The MELI Corpus
The Mandarin–English Language Interview (MELI) Corpus is an open-access corpus of interviews with 51 Mandarin–English bilinguals. The corpus serves two primary purposes: (1) providing high-quality acoustic data for the analysis of Mandarin–English bilingual speech, and (2) providing interview data for qualitative analysis of language ideologies within the same group of bilinguals. To support these goals, the MELI corpus contains approximately 15 hours of high-quality recordings in each language. All recordings were captured on separate channels, and the interviewee’s speech has been fully transcribed and force-aligned.

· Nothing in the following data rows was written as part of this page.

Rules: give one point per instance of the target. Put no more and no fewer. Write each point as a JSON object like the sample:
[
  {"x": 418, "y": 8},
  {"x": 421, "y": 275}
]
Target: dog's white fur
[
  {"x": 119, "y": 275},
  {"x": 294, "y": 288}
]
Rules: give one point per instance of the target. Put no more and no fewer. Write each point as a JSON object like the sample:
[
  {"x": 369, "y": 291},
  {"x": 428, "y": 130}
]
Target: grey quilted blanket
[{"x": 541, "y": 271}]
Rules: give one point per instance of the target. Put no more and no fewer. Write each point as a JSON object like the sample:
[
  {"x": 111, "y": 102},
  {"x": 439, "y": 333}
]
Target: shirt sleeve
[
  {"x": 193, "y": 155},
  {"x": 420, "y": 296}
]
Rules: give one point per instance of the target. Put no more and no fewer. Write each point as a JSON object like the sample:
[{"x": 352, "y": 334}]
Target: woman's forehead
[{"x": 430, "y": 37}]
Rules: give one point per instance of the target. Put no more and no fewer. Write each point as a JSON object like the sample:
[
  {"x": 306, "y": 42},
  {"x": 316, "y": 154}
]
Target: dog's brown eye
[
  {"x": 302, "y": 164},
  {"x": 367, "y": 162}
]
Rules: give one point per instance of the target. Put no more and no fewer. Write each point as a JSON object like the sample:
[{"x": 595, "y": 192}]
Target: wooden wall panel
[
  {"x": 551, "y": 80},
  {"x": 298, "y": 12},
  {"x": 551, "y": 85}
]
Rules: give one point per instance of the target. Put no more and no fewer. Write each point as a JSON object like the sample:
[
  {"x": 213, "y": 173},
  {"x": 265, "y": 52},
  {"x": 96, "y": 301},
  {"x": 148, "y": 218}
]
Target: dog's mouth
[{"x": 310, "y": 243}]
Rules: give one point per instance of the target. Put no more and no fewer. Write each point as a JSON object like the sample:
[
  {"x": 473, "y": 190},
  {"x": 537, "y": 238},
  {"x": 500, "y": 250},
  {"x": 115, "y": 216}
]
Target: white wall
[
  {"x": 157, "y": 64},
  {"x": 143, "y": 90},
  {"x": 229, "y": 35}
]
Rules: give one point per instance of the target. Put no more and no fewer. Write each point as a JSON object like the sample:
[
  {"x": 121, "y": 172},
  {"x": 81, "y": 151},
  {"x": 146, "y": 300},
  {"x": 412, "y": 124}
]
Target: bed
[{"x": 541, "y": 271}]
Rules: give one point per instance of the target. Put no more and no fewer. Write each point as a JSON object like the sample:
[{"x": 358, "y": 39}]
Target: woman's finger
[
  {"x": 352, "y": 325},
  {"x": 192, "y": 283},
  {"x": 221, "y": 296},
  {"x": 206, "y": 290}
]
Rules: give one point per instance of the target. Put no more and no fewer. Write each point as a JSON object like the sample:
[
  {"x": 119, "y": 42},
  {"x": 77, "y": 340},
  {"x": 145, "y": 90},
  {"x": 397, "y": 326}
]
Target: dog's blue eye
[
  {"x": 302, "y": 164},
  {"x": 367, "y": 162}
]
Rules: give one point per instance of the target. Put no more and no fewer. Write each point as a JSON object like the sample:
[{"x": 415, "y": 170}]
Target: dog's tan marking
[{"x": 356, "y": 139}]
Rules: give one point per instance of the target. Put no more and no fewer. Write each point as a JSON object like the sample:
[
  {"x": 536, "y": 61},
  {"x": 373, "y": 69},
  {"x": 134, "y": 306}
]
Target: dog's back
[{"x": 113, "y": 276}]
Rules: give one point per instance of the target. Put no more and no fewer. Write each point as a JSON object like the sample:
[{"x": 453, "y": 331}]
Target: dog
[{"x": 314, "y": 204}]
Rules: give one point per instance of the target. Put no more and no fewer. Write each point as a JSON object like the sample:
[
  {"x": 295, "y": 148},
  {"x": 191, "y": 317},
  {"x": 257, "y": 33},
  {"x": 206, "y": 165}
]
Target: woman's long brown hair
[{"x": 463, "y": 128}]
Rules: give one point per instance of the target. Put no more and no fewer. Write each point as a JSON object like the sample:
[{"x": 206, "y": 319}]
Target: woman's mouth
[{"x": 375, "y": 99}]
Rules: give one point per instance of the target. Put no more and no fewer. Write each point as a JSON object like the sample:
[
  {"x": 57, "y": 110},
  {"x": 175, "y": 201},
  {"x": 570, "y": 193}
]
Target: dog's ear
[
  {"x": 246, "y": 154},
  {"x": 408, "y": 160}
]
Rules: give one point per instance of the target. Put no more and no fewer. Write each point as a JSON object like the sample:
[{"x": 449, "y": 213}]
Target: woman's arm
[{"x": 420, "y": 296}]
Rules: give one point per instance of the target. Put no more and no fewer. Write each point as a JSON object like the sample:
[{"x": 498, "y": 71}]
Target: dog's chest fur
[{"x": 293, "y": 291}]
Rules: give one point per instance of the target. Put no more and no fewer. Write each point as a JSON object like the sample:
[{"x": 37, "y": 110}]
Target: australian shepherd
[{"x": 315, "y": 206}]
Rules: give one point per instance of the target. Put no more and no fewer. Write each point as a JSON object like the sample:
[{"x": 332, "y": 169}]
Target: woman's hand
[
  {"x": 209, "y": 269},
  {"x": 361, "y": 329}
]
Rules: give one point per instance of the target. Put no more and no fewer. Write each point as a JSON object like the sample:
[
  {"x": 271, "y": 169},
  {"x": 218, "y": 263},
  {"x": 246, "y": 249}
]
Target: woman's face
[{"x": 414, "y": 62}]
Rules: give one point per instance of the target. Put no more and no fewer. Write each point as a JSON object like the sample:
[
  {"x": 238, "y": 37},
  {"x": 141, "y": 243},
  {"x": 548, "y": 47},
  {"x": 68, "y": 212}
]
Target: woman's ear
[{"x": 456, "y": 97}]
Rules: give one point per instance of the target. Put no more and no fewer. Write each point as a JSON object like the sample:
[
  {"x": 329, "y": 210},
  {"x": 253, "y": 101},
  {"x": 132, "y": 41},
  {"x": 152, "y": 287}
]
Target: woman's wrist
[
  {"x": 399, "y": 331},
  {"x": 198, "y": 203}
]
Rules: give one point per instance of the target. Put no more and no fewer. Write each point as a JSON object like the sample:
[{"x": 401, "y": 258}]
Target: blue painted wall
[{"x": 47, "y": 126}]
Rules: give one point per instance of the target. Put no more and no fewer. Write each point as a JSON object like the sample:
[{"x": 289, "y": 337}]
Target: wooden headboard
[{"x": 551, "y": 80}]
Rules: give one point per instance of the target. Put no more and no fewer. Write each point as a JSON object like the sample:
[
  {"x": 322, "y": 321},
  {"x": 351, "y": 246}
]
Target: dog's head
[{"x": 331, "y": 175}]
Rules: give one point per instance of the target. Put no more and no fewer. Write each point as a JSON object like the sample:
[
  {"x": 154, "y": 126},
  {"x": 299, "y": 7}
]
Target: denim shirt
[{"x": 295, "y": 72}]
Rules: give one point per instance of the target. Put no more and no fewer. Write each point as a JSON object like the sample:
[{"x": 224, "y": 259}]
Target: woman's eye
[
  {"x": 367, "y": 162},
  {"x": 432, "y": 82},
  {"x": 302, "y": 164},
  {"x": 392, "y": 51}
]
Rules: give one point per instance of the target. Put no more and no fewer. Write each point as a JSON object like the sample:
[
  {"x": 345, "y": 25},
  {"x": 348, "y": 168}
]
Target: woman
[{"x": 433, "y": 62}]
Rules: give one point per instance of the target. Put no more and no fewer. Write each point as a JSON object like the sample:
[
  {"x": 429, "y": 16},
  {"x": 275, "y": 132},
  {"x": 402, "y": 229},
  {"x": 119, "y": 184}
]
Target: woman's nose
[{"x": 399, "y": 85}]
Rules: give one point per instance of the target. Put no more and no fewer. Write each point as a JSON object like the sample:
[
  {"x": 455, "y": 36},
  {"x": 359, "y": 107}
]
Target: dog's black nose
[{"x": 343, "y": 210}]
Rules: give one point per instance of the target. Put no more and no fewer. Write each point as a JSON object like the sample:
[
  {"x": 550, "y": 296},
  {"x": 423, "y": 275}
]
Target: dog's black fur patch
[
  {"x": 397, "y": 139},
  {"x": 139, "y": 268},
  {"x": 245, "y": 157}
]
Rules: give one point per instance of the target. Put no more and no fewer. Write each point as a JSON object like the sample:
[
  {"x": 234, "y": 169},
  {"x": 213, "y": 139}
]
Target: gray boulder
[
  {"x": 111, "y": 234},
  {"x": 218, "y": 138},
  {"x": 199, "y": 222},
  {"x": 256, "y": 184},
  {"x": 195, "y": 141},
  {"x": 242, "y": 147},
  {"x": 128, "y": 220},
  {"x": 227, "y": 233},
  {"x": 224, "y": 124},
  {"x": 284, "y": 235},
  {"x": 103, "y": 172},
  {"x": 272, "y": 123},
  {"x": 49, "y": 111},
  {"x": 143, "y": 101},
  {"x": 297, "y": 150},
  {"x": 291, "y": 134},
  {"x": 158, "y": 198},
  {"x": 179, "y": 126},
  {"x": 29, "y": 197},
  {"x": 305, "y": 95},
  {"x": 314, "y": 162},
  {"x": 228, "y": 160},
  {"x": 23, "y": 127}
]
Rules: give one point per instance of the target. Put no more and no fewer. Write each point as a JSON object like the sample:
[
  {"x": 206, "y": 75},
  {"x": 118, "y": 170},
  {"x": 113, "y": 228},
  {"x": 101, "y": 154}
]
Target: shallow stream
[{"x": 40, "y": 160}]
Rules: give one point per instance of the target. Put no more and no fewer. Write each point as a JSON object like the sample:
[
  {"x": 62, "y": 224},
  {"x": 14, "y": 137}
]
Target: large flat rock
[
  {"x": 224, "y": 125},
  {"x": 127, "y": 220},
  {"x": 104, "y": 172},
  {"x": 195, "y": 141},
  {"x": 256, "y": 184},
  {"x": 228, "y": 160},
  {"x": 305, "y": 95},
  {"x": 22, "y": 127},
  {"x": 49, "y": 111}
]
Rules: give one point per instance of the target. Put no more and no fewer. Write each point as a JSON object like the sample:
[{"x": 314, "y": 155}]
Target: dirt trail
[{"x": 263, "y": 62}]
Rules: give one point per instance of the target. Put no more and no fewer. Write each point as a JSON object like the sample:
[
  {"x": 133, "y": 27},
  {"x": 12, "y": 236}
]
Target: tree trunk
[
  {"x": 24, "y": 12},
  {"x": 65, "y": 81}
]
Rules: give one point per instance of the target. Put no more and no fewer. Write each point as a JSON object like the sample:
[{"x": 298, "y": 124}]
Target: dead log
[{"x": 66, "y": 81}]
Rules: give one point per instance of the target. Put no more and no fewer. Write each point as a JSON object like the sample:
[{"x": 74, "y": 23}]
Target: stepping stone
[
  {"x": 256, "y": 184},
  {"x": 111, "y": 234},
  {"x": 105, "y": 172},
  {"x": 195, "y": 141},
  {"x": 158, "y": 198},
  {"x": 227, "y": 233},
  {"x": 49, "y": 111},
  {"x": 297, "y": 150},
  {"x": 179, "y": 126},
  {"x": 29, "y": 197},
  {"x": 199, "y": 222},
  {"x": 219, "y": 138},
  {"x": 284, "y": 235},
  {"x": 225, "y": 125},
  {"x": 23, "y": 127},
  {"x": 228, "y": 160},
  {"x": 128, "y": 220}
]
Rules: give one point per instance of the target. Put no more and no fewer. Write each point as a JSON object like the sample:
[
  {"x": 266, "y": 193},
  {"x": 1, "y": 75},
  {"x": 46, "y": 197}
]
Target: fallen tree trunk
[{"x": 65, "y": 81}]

💐 As you explore the corpus, I hope you’ll take a moment to appreciate the people behind the data: their willingness to share their voices, perspectives, and stories. Please engage with the material with care and curiosity.
Detailed information about the corpus is available on the Design, Procedures, Transcription, and Download pages.
Contributors
- All MELI people for sharing their perspectives and voices.
- Suyuan Liu — get in touch at suyuan97@student.ubc.ca
- Molly Babel
- Angelina Yuan
- Dlorah Lyne Reyes Agama
- Jeff Li
- Sarah W.Y. Ong
- and members of the Speech-in-Context Lab
Citing the corpus
When referring to the MELI corpus, it should be spelled out as "the Mandarin English Language Interview Corpus" at least once. It can then be referred to as the "MELI Corpus".
You can cite the corpus directly (preferred):
@data{liubabel2026meli,
author = {Liu, Suyuan and Babel, Molly},
publisher = {Scholars Portal Dataverse},
title = {MELI: Mandarin-English Language Interview},
year = {2026},
version = {Version 1},
doi = {10.5683/SP3/5WMRUO},
url = {https://doi.org/10.5683/SP3/5WMRUO}
}